Ben doesn’t name names.
He names numbers.
273
Another guard opens the door for John.
John steps into the foyer as
Doc comes down the stairs.
Yeah, Doc.
Laguna Beach 1991
274
John walks down Ocean Avenue toward the beach and feels strange.
Strange to see the ocean, strange to walk outside and not see coils of barbed wire and guard towers, strange to not think about who is walking behind him and what they might want.

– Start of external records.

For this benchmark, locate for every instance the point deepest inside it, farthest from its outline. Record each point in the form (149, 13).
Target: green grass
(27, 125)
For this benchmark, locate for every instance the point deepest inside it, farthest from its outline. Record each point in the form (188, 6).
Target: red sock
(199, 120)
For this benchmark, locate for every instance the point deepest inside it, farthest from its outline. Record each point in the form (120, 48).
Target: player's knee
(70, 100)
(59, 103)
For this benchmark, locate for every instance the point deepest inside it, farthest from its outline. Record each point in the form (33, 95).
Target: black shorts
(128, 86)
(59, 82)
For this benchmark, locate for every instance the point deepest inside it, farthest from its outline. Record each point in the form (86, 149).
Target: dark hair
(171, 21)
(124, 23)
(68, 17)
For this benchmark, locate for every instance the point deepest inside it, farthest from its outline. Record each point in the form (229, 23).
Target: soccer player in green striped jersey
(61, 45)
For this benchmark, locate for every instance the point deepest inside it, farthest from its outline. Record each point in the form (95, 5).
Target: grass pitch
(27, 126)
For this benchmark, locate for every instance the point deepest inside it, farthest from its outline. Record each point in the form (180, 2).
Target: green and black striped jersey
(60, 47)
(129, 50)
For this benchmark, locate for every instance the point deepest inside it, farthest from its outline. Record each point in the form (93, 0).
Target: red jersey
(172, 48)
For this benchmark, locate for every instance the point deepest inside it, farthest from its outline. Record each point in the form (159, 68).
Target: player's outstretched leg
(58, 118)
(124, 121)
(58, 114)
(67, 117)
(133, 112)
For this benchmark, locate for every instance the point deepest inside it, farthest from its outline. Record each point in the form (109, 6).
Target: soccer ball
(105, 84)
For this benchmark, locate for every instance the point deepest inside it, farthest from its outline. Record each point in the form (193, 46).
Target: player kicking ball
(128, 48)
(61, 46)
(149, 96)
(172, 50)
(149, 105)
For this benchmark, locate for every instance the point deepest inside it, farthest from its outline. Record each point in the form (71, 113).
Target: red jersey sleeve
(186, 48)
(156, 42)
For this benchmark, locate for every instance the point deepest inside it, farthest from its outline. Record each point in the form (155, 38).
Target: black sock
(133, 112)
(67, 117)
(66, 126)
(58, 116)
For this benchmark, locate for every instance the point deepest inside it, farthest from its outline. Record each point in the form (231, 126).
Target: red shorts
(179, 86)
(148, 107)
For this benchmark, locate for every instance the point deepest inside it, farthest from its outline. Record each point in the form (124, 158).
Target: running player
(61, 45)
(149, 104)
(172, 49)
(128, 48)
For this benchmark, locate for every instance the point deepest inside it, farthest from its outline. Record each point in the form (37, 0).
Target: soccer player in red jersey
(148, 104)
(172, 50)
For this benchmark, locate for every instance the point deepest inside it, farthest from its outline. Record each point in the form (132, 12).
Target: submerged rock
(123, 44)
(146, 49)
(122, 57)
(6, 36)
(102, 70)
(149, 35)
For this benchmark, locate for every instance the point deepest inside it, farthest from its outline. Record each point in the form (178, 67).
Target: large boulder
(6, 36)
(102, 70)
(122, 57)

Ten years in the federal lockup in Indiana, and now he’s back in Laguna.
A free man.
Ten years of a fourteen-year sentence before the pardon came through, but now he’s out-no parole officer bullshit. No one to report to every time he wants to drain a beer or take a dump.
He walks over to the lifeguard tower, then up the boardwalk.
Roger Bartlett is already there.
“Hi, John,” Roger says. “Welcome home.”
“Yeah.”
“And thanks for meeting me here,” Roger says, “instead of in the office.”
Yeah, John thinks, banks are morally sensitive.
John snorts. “We’ve put money in every bank in Newport, Laguna, Dana Point, you name it. Shit, I was fifteen I was delivering bags of cash to you assholes. Nobody complained. Wasn’t for us, you wouldn’t have the funds to lend to anyone.”
We built this city on rock-and-roll bull shit.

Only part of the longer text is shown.